Él sufría de intolerancia a la vaguería, era uno de esos tipos que no puede estar un segundo sin hacer nada y que tampoco puede verte mientras te las das de vaga. ¿Querías desesperarlo? Pues no tenías que hacer nada, y eso era todo. Por la forma en que me veía, podía apostar a que me odiaba, pero no se concentraba en eso porque se distrairía de sus otros trabajos como mover mesas y limpiar las suciedades de los gatos. No, dar odio era menos importante que tales tareas.

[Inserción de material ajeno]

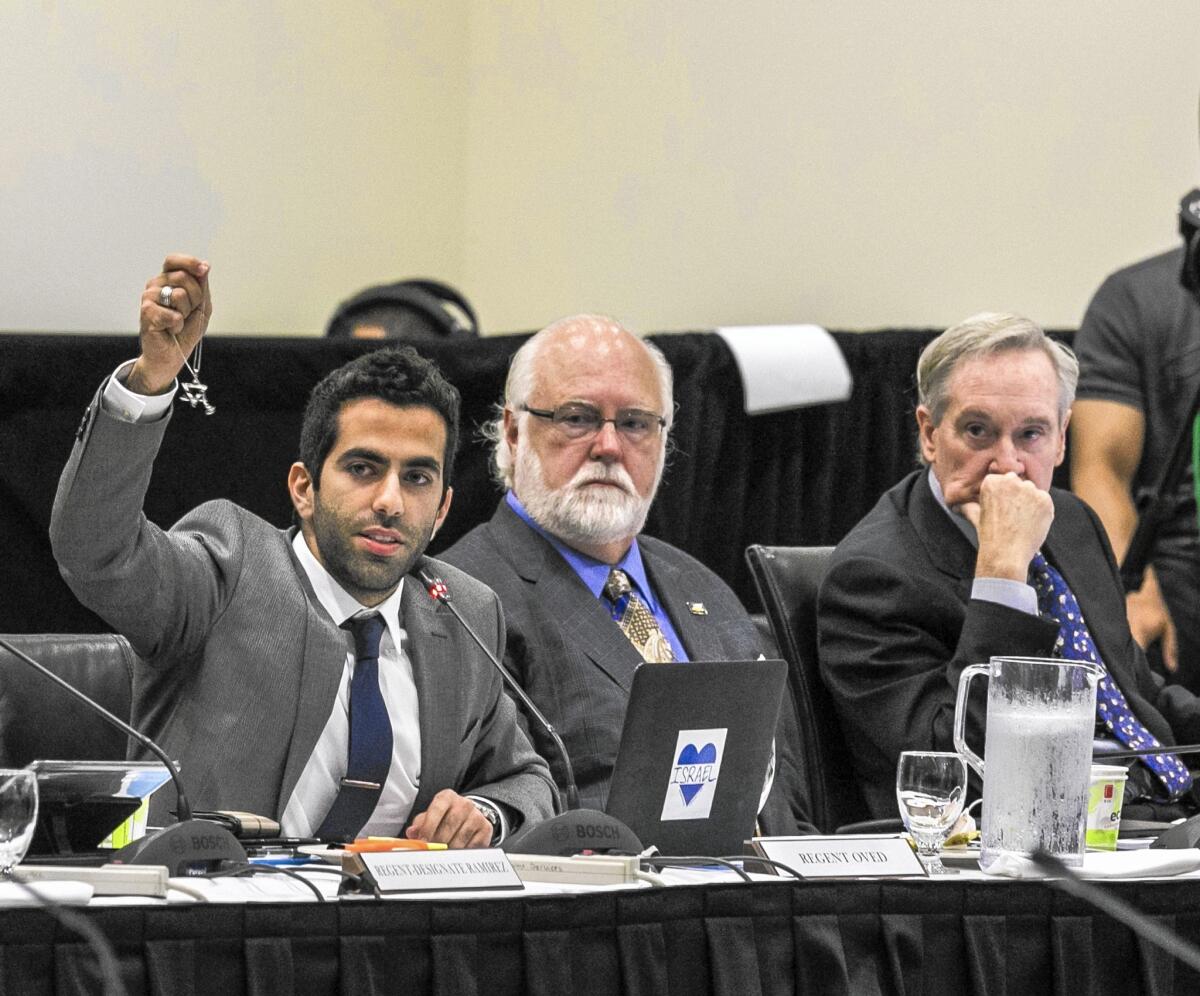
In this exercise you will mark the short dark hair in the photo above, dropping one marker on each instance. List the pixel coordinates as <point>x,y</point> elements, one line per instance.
<point>400,376</point>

A mi ese restaurante siempre me pareció asqueroso por el hecho de admitir animales, aparte de los comensales. Al principio iba ahí porque estaba cerca de mi supuesto trabajo, pero luego fue sólo para observar al curioso camarero adicto a la actividad que siempre me atendía. No lo describiré físicamente porque hay características más llamativas en su ser, además no tenía nada especial, sólo imaginen la apariencia de un hombre promedio.
Pongámosle un nombre, ¿Juan está bien?, para un hombre de apariencia promedio ahí va un nombre promedio. Ahora bien, yo no había visto nunca a un hombre tan eficiente como Juan. Limpiaba tu mesa mientras te recitaba el menú, luego te decía que volvía en un par de minutos e iba a la mesa siguiente a repetir lo mismo, si a su regreso -casi puedo jurar que en dos exactos minutos, pero siempre me dio flojera comprobarlo- no te habías decidido aún entonces podrías disfrutar de un atisbo de su furia seguido de una sonrisa mientras te recomendaba qué comer, yo diría que más bien te obligaba a escoger. Nunca olvidaba preguntar al final: ¿se le ofrece algo más? Y, si por mala suerte, alguien abría la boca, Juan daba un largo respiro esperanzado en que hasta que el aire deje vacíos sus pulmones el cliente haya ya cerrado la bocaza. Finalmente desaparecía y sólo volvía caminando presuroso con una enorme bandeja de platos encima. La comida estaba siempre demasiado caliente pero a Juan no le importaba. Así sólo bebieras café, siempre te servía los botes de salsas, y lo hacía con disciplina militar, ordenaba los envases apuntando al este, primero el rojo, luego el amarillo y por último el blanco. Un poco antes de que terminaras tu comida -con la lengua quemada la mayoría de las veces-, él volvía con la cuenta y una sonrisa, de lo más fingida, a agradecerte por haber acudido al cuchitril ese. Se supone que ahí terminaba su trabajo, pero si te quedabas más tiempo viendo simplemente el paisaje, Juan aparecía gustoso a preguntarte si deseabas algo más, no haciendo otra cosa que echarte así fueses el único cliente.
Ese ambiente era enfermizo, y el camarero, aunque eficiente, siempre te caía pesado. Él no era el mejor complemento para una buena digestión, así que sólo ibas ahí si estabas medio loco o llevabas un gato contigo, es decir, si es que estabas medio loco.